While they questioned whether the state had a constitutional responsibility for funding capital costs, a few justices appeared to acknowledge the inequities faced by districts like Wahkiakum.

“My impression is they’ve reached a fork in the road,” Tom Ahearne, the school district’s attorney, said just after the hearing concluded.

Tiny, property-poor districts like Wahkiakum have few options for funding fixes to their buildings if a bond does not pass. They do not qualify for the state’s largest school construction aid grant, and have to look for other sources of money that do not always cover the cost of necessary school maintenance.

In the absence of funding, Wahkiakum has not been able to renovate its aging facilities. Rain leaks from ceilings, and bathrooms flood daily. There is little lab equipment for students to conduct science experiments.

The district’s case hinges on Article 9, Section 1 of the Washington State Constitution that was central to another recent school funding case, McCleary v. Washington. On the plaintiff’s side of the courtroom, the clause was displayed on a poster board in large text:

“It is the paramount duty of the state to make ample provision for the education of all children residing within its borders …”

In the McCleary case, the court ruled that the state must cover basic operating costs; local levies had been filling in where the state was obligated to fund. The Legislature was ordered to craft a fix, resulting in the system we have today: The state funds essential operating expenses, while local taxes can fund extra programs and activities.

Wahkiakum wants the court to apply this same logic to school construction, arguing that the basic funding of a school building is part of the “paramount duty.” Justices asked the most questions about this premise.

The state’s attorney, Lauryn Fraas, argued that the 2017 McCleary court order explicitly excluded school construction costs. School bonds are also mentioned in the constitution as a way to raise funds for construction. She also pointed to state grant programs that assist with school construction costs. She declined to comment on the case.

“The constitution treats construction costs differently from everyday costs. And McCleary itself treated them differently … and now you’re asking us to treat them the same,” said Justice Sheryl Gordon McCloud.

Ahearne, who was the lead plaintiff’s attorney on the McCleary case, agreed that McCleary was about operating costs — it wasn’t a case about capital construction.
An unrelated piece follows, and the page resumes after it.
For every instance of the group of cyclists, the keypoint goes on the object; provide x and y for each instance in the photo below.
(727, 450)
Just as school bonds are mentioned in the constitution, so is the ability to pass levies for funding.

Referring back to the constitutional clause, Ahearne said that if “paramount” means above everything else, it supersedes other language. “It governs everything else.”
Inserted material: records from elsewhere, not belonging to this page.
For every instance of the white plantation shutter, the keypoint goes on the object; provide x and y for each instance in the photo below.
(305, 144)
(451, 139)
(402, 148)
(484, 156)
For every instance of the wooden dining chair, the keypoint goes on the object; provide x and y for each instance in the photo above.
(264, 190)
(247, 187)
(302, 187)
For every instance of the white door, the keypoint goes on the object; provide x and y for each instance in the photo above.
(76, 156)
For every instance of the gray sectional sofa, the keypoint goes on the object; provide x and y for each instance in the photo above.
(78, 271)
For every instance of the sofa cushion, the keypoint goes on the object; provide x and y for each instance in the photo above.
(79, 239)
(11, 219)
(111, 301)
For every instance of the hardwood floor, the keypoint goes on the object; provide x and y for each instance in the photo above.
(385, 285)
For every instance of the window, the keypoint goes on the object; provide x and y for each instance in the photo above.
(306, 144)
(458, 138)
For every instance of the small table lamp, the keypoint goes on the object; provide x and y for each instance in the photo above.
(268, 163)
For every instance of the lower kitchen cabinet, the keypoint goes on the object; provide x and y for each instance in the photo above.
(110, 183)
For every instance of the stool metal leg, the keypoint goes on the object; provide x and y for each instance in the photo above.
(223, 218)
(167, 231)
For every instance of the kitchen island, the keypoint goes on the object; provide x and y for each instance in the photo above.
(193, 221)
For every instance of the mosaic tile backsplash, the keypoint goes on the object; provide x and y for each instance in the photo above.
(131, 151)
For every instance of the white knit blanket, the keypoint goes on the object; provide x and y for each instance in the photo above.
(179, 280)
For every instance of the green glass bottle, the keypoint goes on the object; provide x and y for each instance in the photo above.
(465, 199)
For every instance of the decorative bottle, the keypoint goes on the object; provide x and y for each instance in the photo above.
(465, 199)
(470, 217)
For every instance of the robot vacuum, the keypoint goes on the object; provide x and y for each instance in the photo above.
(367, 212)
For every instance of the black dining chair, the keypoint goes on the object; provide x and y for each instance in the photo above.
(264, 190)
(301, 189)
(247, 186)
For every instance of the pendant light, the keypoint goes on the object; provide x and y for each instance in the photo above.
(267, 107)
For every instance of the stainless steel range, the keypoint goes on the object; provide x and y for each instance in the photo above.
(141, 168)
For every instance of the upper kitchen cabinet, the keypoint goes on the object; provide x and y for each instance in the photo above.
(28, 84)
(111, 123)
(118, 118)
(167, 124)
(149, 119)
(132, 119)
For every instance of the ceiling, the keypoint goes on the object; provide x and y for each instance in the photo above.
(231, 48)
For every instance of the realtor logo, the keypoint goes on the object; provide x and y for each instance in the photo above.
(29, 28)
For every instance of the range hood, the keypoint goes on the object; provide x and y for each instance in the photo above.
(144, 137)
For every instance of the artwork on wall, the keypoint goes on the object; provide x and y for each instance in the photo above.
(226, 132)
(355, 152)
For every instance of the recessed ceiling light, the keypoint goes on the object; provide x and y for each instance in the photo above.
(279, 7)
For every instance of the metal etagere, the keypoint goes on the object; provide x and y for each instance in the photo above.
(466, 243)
Toward the end of the hearing, during the state’s portion of time, justices also challenged the state’s position that it has zero obligation for funding construction.

“The court held (in the McCleary order) … that full state funding of school capital costs is not part of the program of this education constitutionally required by Article 9 section 1,” said Fraas.

Justice Susan Owens cut in quickly.

“I have it in front of me. I’m not sure that’s binding or precedent that has to be adhered to. It says the state doesn’t have to do full funding. But that doesn’t mean you can’t do some funding for buildings,” she said. “If you don’t have a chemistry lab or a biology lab, you can’t really learn science, biology and chemistry. Don’t you need a lab to work in? I did when I was in high school.”

The case could shake out in three ways, according to Ahearne. First, the court could side with the state, which keeps things status quo. Second, the court could side with Wahkiakum and send the case back to the lower courts, which would determine how much the district is owed in funding. This option would then open the door for other school districts to sue on the same basis.

The third option is the most desirable for the district. The court would hold onto the case, avoiding a debate in the lower courts, and ask the state to come up with a solution for funding basic construction costs.

“Who knows what’s going to happen? Our fate is in the hands of nine people,” said Brent Freeman, the Wahkiakum superintendent.